Kurz nachdem ich (34) mit meiner Freundin (31) zusammengekommen bin, habe ich erfahren, dass sie als junge Erwachsene von ihrem damaligen Freund vergewaltigt worden ist. Bis heute kann sie keinen Geschlechtsverkehr haben. Wir können sonst eine durchaus schöne Sexualität leben, aber Eindringen geht nicht. Als wir es einmal versucht haben, ist sie weinend zusammengebrochen. Wir sind nun mehrere Jahre zusammen, und ich merke, dass mir die Kraft ausgeht. Meine Freundin lehnt es ab, in eine Therapie zu gehen, egal ob allein oder zu zweit. Sie sagt, sie würde jederzeit mit mir schlafen, wenn es nicht mehr anders gehe, aber ich sage ihr, es sei okay, wie es ist. Mark
Lieber Mark
Deine Freundin braucht Hilfe von einer Fachperson, um das Erlebnis von damals aufzuarbeiten. Das wiederum ist nur möglich, wenn sie selber hinter dieser Beratung steht und primär für sich hingeht und nicht auf Druck von aussen.
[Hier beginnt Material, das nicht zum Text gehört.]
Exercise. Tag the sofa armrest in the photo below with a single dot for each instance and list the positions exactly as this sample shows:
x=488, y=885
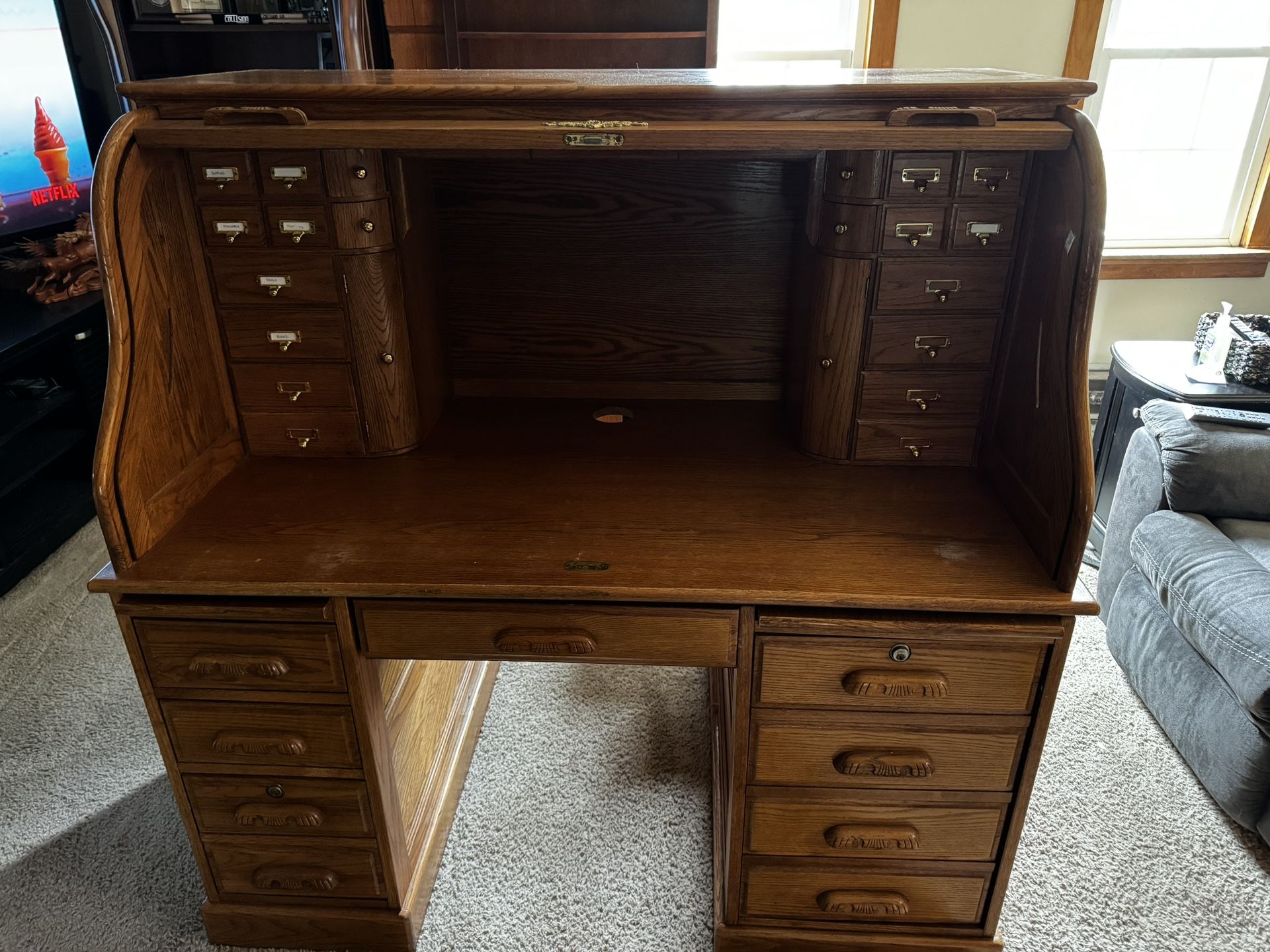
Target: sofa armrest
x=1218, y=471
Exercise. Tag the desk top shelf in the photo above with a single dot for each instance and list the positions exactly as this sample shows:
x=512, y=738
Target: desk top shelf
x=690, y=502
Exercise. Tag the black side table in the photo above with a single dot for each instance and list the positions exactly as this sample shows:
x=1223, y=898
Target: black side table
x=1142, y=371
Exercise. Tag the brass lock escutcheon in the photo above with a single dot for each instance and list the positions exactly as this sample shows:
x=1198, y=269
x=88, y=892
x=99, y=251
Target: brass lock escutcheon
x=273, y=284
x=984, y=230
x=288, y=175
x=931, y=343
x=913, y=231
x=920, y=178
x=915, y=446
x=922, y=397
x=302, y=436
x=296, y=229
x=284, y=339
x=991, y=177
x=943, y=287
x=294, y=389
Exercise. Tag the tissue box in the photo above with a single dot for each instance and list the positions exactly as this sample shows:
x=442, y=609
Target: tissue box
x=1249, y=358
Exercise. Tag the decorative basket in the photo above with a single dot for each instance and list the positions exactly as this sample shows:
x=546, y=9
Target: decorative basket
x=1249, y=358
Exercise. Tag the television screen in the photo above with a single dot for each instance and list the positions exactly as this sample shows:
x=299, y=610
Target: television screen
x=45, y=165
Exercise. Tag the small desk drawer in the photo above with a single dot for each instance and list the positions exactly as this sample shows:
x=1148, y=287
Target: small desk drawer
x=261, y=866
x=930, y=342
x=940, y=285
x=275, y=278
x=278, y=735
x=298, y=225
x=317, y=433
x=921, y=175
x=222, y=175
x=913, y=229
x=285, y=335
x=285, y=173
x=820, y=824
x=693, y=637
x=921, y=394
x=240, y=655
x=994, y=175
x=290, y=807
x=836, y=890
x=859, y=674
x=916, y=444
x=901, y=752
x=281, y=387
x=232, y=225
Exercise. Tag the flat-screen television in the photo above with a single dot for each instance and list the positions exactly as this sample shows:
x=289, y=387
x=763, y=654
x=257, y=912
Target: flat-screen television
x=46, y=169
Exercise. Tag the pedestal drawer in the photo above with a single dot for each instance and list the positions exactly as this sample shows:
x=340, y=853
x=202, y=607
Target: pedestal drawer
x=278, y=735
x=290, y=807
x=263, y=866
x=240, y=655
x=874, y=825
x=850, y=891
x=902, y=752
x=935, y=676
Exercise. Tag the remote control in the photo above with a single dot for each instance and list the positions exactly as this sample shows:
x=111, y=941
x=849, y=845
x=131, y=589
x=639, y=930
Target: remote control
x=1228, y=418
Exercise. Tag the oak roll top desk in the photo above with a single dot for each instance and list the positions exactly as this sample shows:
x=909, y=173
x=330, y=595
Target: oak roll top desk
x=415, y=372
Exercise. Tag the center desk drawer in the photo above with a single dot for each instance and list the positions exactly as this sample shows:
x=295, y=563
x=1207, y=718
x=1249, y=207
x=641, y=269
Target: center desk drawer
x=901, y=752
x=278, y=735
x=240, y=655
x=859, y=674
x=691, y=637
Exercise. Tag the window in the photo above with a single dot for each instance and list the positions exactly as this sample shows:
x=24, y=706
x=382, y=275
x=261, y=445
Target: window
x=789, y=36
x=1181, y=113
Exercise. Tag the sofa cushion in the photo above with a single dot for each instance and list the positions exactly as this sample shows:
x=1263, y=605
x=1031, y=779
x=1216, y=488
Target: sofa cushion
x=1194, y=706
x=1220, y=471
x=1216, y=594
x=1250, y=535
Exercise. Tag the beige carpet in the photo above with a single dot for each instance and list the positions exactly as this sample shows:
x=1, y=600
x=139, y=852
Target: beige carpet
x=586, y=820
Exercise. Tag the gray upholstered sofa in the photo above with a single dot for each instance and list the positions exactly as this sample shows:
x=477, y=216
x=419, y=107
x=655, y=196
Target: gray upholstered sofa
x=1185, y=593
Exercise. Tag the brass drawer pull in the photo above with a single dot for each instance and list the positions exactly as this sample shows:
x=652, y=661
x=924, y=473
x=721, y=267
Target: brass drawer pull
x=943, y=287
x=922, y=397
x=931, y=343
x=991, y=177
x=294, y=389
x=984, y=230
x=915, y=446
x=230, y=229
x=220, y=175
x=273, y=284
x=872, y=836
x=288, y=175
x=913, y=231
x=884, y=763
x=920, y=178
x=302, y=437
x=284, y=339
x=296, y=229
x=863, y=903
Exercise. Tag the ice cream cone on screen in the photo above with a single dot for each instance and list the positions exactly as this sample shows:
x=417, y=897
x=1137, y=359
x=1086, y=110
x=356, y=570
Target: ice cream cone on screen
x=51, y=149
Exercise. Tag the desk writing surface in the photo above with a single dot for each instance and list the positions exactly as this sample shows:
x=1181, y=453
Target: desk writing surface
x=690, y=502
Im Kern der damaligen Verletzung liegt, dass ihr die Selbstbestimmung genommen wurde. Verfügen nun wieder andere über sie, vertieft dieser erneute Kontrollverlust nur ihre seelische Wunde.
Es ist also richtig und wichtig, dass du nicht darauf eingehst, wenn deine Freundin dir Sex dem Frieden zuliebe anbietet. Gleichzeitig ist es heikel, wenn du ihr signalisierst, dass diese Lösung für dich stimmt, während dich der Verzicht stetig aushöhlt. Ihr haltet euch so in einem Alles-ist-gut-Spiel gefangen, indem du zwischen der Rolle des stützenden Freundes und jener des auf Sex fixierten Täters wählen kannst.
Angehörige von traumatisierten Menschen gehen nach einem Schicksalsschlag oft vergessen und bleiben mit ihrer Überforderung allein. Aber auch du hast die Möglichkeit, dich beraten zu lassen. Erkundige dich bei einer Opferhilfe-Beratungsstelle, wo du weitere Unterstützung bekommen kannst.